The worst results in patient level were resulted from patches classified by Decision Tree with any descriptor (HSV+Tree, HSV_MS+Tree, HSV_RGB+Tree). As it is observed in Table 1, this classifier did not perform well in image level. Despite the fact the accuracy percentage is not much lower than others, the results presented in this step only involve patches analyzed by the pathologist. In a WSI, more difficult patches can be present, with more heterogeneous classes and thus, this result appears to be a consequence of the image level classification.
Tables 3 shows a confusion matrix of the best results obtained (three classes classification). In our approach we consider 0/1+ as negative, 2+ as limit and 3+ as positive.

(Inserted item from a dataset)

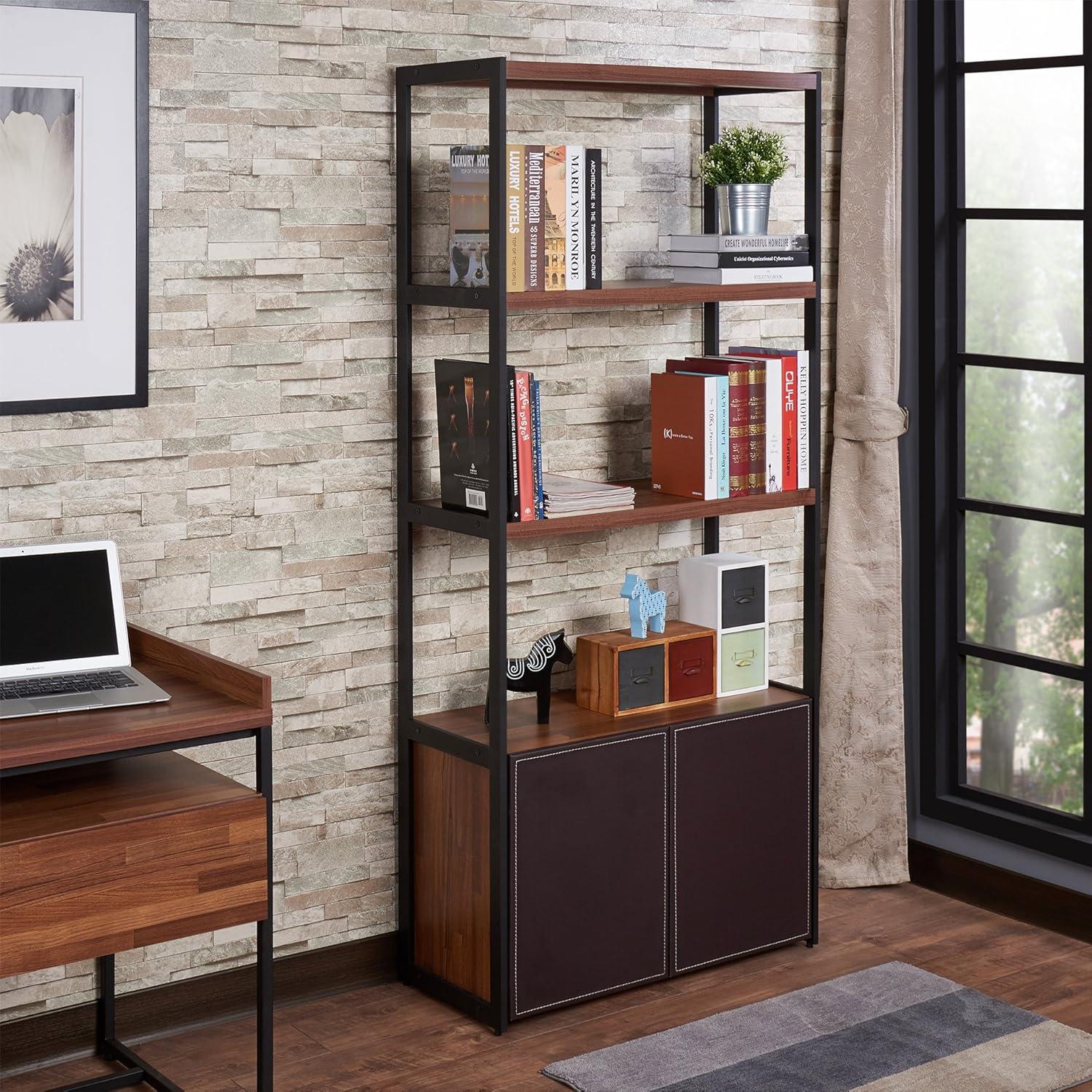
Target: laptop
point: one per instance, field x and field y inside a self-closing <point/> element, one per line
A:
<point x="63" y="641"/>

In CADs (Computer Aided Decision) focused on cancer treatment decision, it is important to evaluate specificity and sensitivity. The three confusion matrices presented 100% sensitivity and specificity. It means patients that should receive treatment with trastuzumab will receive it and patients that do not need to be treated with trastuzumab, will not be. These metrics are about negative(0/1+) and positive classes(3+). Mistakes between 2+ and other are very common, thus a FISH test is required to confirm HER-2 positivity in 2+ slides. Despite some 2+ confusions, our results are still very promising and might assist pathologists as a second opinion.
Our method avoids segmentation and do not need manual intervention, different of several works reviewed. In Table 4 we compared our method with others described before. HER2NET proposed by [Saha and Chakraborty 2018] had a better accuracy than ours. Although both works have used the same dataset, partitions for training and test were different. Also, HER2NET depends on manual intervention for ROI selection and includes a segmentation step.
|[Brügmann et al. 2012]||Yes||Yes||92.3% agreement|
|[Masmoudi et al. 2009]||Yes||Yes||83% agreement|
|[Hall et al. 2008]||Yes||Yes||87% AUC|
|[Joshi et al. 2007]||Yes||Yes||84% correlation|
|[Vandenberghe et al. 2017]||No||Yes||83% concordance|
|[Saha and Chakraborty 2018]||Yes||Yes||98.33% accuracy|
|Proposed work||No||No||94.12% accuracy|
The purpose of this study is to provide a technique able to scoring HER-2 in histopathological slides. Our results show that the proposed approach using classical machine learning techniques and color descriptors is very promising. Since we only used simple features and also without combining them, results may be improved by a more broadly study of descriptors and combination of them. Also, we have a limitation about the number of samples. Studies in other datasets and with a greater volume of samples may lead to improvements and show a more reliable result.
As described in literature review, most classical approaches include segmentation, which is known to introduce errors in next steps. Their concordance was around 85%, being increased by using deep learning techniques. Nonetheless, our approach achieved more than 90% accuracy, avoiding explicit segmentation and extraction of structure properties such as cell nuclei, membrane, size and shape of these. Besides, it is fully automated and can easily works in simple desktop computers. Thus, findings presented in this study support the idea of cheap techniques to help in pathologists routine.
Furthermore, we propose to compare classical machine learning and deep learning techniques, and also to employ images obtained in different clinical conditions.